New tariffs hit, but there's a $100 billion hole in the data
President Trump is making good on tariff threats that will raise the stakes of his trade war with China and potentially ignite another in North America.
Why it matters: It breaks a pattern of head fakes that Wall Street and businesses large and small had hoped would continue.
Financial market jitters and bearish anecdotes from manufacturers were not enough to stave off the levies.
Trump will plow ahead with 25% tariffs on Canada and Mexico and double the import tax on Chinese goods to 20%, with few hints of how long the measures will last.
The big picture: Escalating trade tensions have already been rattling the economy, even before the new tariffs took effect. Many businesses are in paralysis, waiting to make a move until White House trade policy becomes clear.
One manufacturer told the Institute of Supply Management: "Customers are pausing on new orders as a result of uncertainty regarding tariffs. There is no clear direction from the administration on how they will be implemented, so it's harder to project how they will affect business."
The intrigue: A new report casts doubt on how much a tougher trade policy has actually choked off imports from China.
There are upwards of $100 billion worth of imports "missing" from U.S. data in 2024 — a trend that has worsened since the opening salvo of the trade war in 2018, according to calculations by the New York Fed.
The report finds that "virtually all" of the missing imports can be attributed to China.
If the nation is more reliant on Chinese imports than previously thought, the economic blowback from new tariffs might be worse.

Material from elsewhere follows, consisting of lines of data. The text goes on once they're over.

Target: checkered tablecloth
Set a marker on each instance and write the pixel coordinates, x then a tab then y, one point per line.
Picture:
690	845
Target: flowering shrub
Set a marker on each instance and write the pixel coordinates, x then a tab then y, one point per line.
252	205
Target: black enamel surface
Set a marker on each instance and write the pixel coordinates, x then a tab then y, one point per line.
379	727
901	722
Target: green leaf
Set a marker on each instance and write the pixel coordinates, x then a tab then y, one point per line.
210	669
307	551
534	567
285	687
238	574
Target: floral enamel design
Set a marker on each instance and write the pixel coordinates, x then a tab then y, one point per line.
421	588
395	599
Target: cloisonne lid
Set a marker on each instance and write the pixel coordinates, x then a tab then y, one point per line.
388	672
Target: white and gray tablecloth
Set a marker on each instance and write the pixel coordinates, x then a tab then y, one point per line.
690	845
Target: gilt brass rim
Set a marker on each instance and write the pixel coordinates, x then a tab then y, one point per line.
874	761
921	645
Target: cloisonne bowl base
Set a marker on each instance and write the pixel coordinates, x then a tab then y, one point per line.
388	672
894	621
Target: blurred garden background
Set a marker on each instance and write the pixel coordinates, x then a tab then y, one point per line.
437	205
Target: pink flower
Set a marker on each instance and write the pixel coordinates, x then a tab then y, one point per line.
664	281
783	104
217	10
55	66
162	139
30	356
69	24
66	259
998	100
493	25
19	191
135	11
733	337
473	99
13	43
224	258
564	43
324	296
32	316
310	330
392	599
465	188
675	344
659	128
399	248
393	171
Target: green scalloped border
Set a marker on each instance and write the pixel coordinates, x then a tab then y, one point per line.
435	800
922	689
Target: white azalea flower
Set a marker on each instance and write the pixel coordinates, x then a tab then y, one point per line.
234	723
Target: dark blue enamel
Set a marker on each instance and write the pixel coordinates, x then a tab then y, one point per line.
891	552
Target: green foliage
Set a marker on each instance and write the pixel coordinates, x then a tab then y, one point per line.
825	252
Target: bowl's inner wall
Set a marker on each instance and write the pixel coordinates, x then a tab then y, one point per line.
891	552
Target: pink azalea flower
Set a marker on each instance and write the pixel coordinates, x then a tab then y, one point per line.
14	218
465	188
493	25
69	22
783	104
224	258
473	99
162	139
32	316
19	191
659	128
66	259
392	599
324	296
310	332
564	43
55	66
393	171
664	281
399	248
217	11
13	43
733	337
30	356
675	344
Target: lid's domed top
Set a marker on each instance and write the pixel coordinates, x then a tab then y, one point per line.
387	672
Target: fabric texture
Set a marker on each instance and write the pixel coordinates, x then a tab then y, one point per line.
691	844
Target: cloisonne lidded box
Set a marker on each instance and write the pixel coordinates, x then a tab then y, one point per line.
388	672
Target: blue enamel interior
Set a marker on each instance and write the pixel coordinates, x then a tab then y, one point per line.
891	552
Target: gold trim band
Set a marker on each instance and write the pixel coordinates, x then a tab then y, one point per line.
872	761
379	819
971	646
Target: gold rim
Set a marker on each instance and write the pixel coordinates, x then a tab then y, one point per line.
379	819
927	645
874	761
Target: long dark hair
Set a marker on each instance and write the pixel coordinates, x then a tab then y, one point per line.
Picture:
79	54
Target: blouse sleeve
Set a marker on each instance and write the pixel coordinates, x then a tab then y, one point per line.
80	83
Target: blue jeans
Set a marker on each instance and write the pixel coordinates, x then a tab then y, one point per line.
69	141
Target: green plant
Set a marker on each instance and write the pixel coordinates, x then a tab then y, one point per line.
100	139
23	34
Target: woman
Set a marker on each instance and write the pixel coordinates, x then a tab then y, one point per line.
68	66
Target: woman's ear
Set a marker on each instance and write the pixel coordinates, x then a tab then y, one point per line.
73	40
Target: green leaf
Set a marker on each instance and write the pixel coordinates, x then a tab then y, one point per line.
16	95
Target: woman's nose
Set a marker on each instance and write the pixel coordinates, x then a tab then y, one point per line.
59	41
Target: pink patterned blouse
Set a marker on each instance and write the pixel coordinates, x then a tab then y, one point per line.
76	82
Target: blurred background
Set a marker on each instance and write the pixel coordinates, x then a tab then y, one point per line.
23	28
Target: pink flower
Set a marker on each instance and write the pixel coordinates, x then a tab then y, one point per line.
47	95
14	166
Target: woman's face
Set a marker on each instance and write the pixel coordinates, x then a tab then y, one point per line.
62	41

What they're saying: "Simply stated, the U.S. is saying it buys from China a lot less than what China says it is selling," Hunter Clark, an economic policy advisor at the New York Fed, writes in a new report.
One clue: At least half stems from a surge of small-dollar purchases from China — including imports from popular Chinese e-commerce sites — that are not included in U.S. import data.
These de minimis imports are not subject to tariffs and enter the U.S. "with light documentation," the report says, which contributes to the understated import data.
About 67% of all the de minimis imports came from China between 2018 and 2021, according to estimates by Customs and Border Protection cited in the New York Fed report.
What to watch: An initial Trump order would have effectively scrapped the de minimis exemption. That has been paused indefinitely while the government develops a system to collect tariffs on these goods.
If that exemption is nixed, the effects might be notable for consumers buying from shopping platforms like Shein or Temu.
The bottom line: Trump has implemented bigger China tariffs in recent weeks than in the entirety of his first stint in office.
A flaw in trade measurement adds to the uncertainty of how big a shock might be ahead.